There has been less of a focus on young girls' transgressions from normative gender discourses in early childhood than on adolescent girls, with discussions often centering on tomboyism (Blaise, 2005; Carr, 1998; Halberstam, 1998; Paechter & Clark, 2007; Reay, 2001; Renold, 2005, 2006; Robinson & Davies, 2007). Much of the scholarship around tomboys has been undertaken through the discipline of psychology (see Bailey, Bechtold & Berenbaum, 2002; Carr, 1998; Gottschalk, 2003; Hugenkamp & Livingston, 2002; Morgan, 1998). Research indicates that tomboyism is not a homogeneous subject position, but rather can be a fluid category (Paechter & Clark, 2007; Renold, in press). Our research on tomboys is located in the performance of tomboyism as a discursive socio-cultural manifestation of gender and sexuality, highlighting the different ways individuals take these discourses up as their own. While some theorists situate tomboyism within the realm of masculinity taken up by girls and women (Halberstam, 1998), other theorists have argued that tomboyism can exist within the realms of femininity (Renold, in press). Tomboyism is a heterogeneous, unstable and complex phenomenon, where girls' desires and interests are located in performances of gender that incorporate more traditional masculine behaviours and a negotiation of femininity that challenges heteronormativity. Within the binary gender system, masculinity is rigidly associated with the male body, not a performance of gender that is also produced and sustained across female bodies.

Judith Halberstam's work is concerned with revealing as fictional the essential relation between male bodies and masculinity (Halberstam, 1998). That is, masculinity and femininity have traditionally been mapped on to male and female bodies respectively. Halberstam's aim is to denaturalise the discourse of masculinity, demonstrating its performative dimension, and to create a discursive space in which masculinity can be read in relation to the female body (Davies, 2008a). While some girls position themselves in this category all the time, others mobilise tomboy behaviour in various sets of circumstances, while others identify as tomboy and mobilise femininity to their advantage on occasions.

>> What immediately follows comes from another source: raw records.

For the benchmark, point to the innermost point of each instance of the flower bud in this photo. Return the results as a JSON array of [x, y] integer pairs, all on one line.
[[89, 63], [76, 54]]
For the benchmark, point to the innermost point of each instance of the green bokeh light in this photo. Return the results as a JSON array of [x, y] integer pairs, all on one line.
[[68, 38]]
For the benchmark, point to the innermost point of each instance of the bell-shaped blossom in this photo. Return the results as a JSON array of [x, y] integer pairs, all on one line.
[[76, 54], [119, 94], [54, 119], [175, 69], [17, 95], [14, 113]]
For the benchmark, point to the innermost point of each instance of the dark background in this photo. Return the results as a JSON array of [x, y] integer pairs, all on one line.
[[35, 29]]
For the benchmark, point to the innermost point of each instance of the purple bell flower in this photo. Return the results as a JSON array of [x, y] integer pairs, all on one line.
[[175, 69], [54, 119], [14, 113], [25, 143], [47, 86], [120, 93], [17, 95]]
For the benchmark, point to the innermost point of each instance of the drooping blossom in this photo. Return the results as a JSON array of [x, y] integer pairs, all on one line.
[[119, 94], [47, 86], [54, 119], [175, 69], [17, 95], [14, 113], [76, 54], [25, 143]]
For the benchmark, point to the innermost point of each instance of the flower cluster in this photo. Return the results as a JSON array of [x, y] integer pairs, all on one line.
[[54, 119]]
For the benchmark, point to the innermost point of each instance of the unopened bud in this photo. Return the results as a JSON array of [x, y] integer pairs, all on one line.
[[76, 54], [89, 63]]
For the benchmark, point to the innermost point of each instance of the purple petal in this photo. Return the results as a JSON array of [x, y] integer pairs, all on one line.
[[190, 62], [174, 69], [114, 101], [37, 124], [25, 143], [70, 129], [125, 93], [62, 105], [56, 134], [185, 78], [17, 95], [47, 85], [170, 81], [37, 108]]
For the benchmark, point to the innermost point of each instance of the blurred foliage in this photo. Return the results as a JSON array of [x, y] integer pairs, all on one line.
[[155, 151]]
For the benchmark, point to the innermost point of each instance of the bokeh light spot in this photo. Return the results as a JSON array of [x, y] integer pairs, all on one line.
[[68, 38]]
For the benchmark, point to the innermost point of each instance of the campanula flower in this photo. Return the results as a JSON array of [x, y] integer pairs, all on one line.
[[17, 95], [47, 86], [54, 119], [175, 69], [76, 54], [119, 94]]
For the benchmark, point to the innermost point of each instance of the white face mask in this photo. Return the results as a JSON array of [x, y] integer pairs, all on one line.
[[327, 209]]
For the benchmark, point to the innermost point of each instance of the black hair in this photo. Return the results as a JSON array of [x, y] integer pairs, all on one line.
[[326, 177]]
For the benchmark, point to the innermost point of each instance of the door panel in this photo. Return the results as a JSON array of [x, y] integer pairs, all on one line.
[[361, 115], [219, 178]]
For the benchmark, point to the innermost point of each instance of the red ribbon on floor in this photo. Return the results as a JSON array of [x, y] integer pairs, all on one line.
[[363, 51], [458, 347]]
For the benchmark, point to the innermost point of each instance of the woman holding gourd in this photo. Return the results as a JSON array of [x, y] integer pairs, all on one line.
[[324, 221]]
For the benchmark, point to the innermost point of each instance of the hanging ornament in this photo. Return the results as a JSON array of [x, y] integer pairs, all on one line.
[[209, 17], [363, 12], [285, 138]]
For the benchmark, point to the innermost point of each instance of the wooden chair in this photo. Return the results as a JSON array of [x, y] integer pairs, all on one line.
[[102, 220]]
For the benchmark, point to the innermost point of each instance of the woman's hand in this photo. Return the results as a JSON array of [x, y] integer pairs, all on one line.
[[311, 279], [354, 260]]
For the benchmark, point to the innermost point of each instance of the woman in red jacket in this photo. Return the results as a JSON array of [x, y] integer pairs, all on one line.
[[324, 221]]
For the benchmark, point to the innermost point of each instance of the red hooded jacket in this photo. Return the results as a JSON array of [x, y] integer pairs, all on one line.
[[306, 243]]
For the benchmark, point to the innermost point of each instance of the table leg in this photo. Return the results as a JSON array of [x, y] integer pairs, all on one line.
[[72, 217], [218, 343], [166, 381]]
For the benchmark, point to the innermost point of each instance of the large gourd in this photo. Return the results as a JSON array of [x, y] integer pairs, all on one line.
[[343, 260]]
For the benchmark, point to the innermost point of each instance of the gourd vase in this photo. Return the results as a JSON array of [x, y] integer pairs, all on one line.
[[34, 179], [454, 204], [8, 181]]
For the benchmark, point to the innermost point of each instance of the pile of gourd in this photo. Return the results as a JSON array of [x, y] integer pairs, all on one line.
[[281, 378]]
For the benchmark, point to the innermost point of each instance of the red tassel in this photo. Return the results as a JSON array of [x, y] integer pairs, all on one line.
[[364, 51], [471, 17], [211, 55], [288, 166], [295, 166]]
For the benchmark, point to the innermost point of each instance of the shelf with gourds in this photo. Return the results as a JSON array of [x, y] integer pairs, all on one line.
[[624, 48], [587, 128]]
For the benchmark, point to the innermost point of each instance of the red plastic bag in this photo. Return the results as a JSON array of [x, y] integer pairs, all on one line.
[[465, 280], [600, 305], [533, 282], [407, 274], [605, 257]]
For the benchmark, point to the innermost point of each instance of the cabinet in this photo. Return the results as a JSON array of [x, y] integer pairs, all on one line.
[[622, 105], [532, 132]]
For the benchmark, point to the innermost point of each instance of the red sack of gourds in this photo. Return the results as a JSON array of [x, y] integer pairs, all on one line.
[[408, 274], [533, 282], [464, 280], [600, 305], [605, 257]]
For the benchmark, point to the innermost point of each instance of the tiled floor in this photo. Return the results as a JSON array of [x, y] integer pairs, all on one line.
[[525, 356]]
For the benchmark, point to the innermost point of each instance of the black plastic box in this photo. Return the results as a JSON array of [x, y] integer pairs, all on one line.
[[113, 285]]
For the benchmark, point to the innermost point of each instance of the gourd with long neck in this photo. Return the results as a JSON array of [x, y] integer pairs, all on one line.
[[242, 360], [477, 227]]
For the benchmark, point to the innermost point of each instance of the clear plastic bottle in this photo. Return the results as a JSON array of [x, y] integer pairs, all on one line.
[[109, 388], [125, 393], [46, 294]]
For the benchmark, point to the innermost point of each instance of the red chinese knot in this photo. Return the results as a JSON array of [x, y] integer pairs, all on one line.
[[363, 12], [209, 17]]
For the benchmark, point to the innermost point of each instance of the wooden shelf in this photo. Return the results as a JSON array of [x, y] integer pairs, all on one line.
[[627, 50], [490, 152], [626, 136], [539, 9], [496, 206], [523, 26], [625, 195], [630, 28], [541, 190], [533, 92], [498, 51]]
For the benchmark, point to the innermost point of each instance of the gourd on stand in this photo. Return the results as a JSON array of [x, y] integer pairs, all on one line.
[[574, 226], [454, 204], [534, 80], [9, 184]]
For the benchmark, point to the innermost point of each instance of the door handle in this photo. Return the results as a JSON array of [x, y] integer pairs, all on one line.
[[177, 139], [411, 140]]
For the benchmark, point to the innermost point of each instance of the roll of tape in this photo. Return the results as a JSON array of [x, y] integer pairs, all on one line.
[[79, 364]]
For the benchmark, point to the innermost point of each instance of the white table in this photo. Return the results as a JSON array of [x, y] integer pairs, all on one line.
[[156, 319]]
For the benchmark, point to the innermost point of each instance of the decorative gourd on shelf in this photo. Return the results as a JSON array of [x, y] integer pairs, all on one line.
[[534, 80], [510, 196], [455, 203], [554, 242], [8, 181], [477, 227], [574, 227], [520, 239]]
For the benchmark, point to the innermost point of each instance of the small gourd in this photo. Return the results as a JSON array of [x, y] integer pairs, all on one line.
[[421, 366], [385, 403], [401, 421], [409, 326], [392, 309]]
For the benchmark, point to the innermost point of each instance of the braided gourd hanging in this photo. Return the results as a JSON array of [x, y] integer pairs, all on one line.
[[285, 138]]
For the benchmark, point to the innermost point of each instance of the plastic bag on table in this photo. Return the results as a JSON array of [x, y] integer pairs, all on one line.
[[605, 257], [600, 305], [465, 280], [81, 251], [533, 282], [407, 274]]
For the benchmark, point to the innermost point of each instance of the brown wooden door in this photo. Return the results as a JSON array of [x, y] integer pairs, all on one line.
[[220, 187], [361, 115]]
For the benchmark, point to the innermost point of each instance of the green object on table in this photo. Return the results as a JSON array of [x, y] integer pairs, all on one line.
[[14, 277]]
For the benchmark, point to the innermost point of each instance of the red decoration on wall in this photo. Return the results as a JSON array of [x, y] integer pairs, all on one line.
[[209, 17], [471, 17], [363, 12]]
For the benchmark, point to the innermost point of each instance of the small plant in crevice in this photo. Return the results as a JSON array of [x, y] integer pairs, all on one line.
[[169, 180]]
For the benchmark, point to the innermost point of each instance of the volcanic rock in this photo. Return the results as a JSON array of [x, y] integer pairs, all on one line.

From this study we have found that perceptions of tomboyism change across generations and shift according to socio-cultural background and geographical location. Current discourses of gender provide more opportunities for flexibility in performances of gender than were available to some of the participants during their childhood. What is important to acknowledge is that each participant, regardless of their generation, was performing their gender within a 'scene of constraint' (Butler, 2004; Davies, 2008a, 2008b). That is, participants were operating within the prevailing socio-cultural norms. The definitions and perceptions of the term tomboy varied across the participants and were most noticeable across generations, with younger women viewing the term more positively. This is partly because of the term being re-signified through gender discourses, and also through capitalist consumerism in which young girls can produce themselves as tomboy subjects by wearing 'tomboy' clothing which is considered being 'cool'.

Resisting gender norms: Challenging gender binaries in early childhood

Children (and adults) most often view gender within a binary system. That is, femininity and masculinity are rigidly aligned with female and male bodies respectively (Davies, 2008a, 2008b). However, experiences of gender in early childhood can demonstrate the complexity, precariousness, contradiction and fluidity of gender performativity. Those women involved in this study all highlighted feeling frustrated and/or disappointed in how they felt 'restricted' by being girls and how adults (some complete strangers) often strictly regulated their behaviour to conform to gender norms.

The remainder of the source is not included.